When Sydney was a mere two-pound preemie fighting for her life, a friend sent me this quote “Though she be but little, she is fierce!”- William Shakespeare, A Midsummer Night’s Dream. How well it captures Sydney! She’s always been the smallest of the clan, but meek she is not. While I’m proud of her tenacity, she scares the fire out of me. She scales furniture in our home with the grace of a ballerina and befriends strangers wherever she goes. I’m certain she’d attempt to cuddle a deranged mutt wandering the street or scale the fence if she wanted something. It can be terrifying. Consequently, one of her goals for Early Childhood Intervention is to demonstrate caution around dangerous situations (e.g. hot stove, strangers, animals). I manage Sydney’s shenanigans in the house, but venturing outside the home poses clear dangers. In order to help her master this goal, I begrudgingly knew it would mean practice. Her trainer suggested we begin by checking the mail daily.
Insignificant as it seems, checking the mail was a monumental task for us. It meant single-handedly teaching four two-year olds how to walk together and also recognizing the dangers of the driveway and street. I began tackling this task with Sydney and one other child at a time. With just two, it was relatively simple. I’d hold each little hand as I led them to the mailbox, quickly snatch the mail and lead them back. Sometimes Sydney resisted hand holding and attempted to bolt, but with just two kids I could grab her easily.
After a week or so of that, it was time to go as a whole group. In time the quads started pairing off and holding each other’s hands as they followed me to the mailbox. Once we reached the mailbox, I taught them to wait within a square on the sidewalk while I retrieved the mail, giving a piece (usually the junk mail) to each child before I instructed them to bring it inside. Although the quads are doing a fabulous job at this new daily chore, I continue to remind them of the boundaries and show them where cars drive, ect. Occasionally, Sydney threatens to dart off, but she recognizes the street is a place for cars and not kids, which is a piece of mind.
Since we conquered mail checking, visiting the park was next on my agenda for helping Sydney master her goal. Together, George and I took the quads to our neighborhood playground in our stroller. As soon as we unloaded the four, they darted to the stairs and gave the toddler slides a try. In the beginning, I was concerned Sydney (or really anyone) would leave the toddler area and attempt the section for older kids. For the most part they all stayed within eye shot and didn’t push the boundaries too much. With a good bit of prompting, Sydney learned to safely manuever the equipment. At one point she tripped and fell off a small set of stairs and landed on her back (taking my breath away). Thankfully she didn’t have a scratch and quickly returned to playing. Going to the playground proved good for the whole family. We enjoyed a bit of fresh air, and were able to meet other children the same age that live nearby.

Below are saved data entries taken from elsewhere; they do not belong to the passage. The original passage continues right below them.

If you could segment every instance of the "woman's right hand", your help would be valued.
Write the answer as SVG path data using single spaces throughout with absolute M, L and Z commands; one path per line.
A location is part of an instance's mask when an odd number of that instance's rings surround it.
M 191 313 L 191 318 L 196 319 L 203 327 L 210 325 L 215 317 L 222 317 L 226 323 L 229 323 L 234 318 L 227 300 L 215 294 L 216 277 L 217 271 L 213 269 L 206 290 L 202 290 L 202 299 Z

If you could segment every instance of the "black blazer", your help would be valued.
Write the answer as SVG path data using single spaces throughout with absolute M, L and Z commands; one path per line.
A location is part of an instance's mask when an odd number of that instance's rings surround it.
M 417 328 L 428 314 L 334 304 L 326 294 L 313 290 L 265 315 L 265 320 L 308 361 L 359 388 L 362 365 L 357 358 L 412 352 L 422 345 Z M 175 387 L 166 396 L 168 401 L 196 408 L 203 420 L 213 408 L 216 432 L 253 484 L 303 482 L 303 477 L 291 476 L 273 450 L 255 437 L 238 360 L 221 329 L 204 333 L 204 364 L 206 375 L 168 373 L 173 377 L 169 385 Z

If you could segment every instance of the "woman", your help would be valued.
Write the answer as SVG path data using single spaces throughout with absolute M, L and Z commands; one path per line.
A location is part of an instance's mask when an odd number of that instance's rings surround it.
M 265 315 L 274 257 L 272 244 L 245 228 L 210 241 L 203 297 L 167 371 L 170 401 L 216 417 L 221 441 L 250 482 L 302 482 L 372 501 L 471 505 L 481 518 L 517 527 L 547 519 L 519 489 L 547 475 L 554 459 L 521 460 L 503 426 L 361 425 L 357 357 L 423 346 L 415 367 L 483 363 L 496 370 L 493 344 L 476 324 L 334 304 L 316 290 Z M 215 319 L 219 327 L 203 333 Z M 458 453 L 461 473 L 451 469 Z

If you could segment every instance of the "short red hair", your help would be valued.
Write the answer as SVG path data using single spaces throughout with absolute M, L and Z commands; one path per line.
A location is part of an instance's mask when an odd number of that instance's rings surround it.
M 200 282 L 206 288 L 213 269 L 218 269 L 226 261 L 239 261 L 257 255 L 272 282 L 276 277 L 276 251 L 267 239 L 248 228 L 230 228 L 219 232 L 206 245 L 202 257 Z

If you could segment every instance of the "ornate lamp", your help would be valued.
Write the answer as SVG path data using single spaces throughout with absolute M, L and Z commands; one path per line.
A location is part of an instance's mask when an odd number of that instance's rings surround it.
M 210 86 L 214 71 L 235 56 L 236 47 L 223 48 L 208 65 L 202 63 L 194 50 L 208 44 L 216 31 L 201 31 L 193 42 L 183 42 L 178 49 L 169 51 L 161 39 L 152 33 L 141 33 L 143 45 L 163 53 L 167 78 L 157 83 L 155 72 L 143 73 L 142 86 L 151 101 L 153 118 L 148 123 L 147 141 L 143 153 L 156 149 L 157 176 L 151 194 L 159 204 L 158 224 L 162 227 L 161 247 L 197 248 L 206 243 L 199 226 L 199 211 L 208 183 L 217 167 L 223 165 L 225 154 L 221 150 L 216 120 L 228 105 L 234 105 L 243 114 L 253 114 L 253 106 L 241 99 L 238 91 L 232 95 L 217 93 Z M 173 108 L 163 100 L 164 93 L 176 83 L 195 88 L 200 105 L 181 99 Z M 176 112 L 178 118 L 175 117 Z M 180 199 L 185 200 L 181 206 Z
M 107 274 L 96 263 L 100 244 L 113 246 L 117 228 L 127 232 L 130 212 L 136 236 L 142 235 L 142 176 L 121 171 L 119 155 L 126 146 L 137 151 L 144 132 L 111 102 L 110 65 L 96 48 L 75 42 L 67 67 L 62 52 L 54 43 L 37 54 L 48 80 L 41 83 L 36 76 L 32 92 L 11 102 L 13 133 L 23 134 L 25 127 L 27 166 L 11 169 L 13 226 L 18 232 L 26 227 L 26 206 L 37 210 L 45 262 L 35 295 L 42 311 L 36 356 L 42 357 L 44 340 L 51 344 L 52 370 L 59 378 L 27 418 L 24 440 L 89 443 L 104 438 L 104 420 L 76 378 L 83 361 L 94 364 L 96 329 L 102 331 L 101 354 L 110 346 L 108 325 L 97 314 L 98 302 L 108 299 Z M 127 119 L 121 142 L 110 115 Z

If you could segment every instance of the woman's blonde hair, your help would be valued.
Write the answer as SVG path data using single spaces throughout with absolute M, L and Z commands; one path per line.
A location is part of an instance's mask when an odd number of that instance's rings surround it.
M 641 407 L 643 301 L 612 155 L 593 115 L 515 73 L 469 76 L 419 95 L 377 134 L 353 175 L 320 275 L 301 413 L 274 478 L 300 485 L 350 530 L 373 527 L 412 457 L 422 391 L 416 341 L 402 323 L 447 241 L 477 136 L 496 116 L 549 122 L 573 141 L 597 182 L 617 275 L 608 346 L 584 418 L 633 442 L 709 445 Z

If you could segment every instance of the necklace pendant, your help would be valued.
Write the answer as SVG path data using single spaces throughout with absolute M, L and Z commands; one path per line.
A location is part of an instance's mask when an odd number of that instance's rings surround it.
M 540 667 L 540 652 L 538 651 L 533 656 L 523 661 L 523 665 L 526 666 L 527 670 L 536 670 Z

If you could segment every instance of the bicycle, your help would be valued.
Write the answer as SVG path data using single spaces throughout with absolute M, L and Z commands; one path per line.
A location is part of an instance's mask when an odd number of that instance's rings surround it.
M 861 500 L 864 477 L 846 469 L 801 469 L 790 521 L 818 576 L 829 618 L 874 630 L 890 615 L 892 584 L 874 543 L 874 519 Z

After the neighborhood playground was a success, we later took the quads on a picnic to a city park without strollers. All four walked alongside us down a meandering path, over a bridge, and through a meadow to our chosen picnic spot. Once we settled, they all stayed on our quilt as we nibbled our dinner. It turned out to be a lovely Sunday afternoon.
We are finding that with continued practice getting out to enjoy the world is much easier. In fact, we’ve gone to several restaurants without using strollers. We can unload the quads from the van and they walk with us. It’s liberating!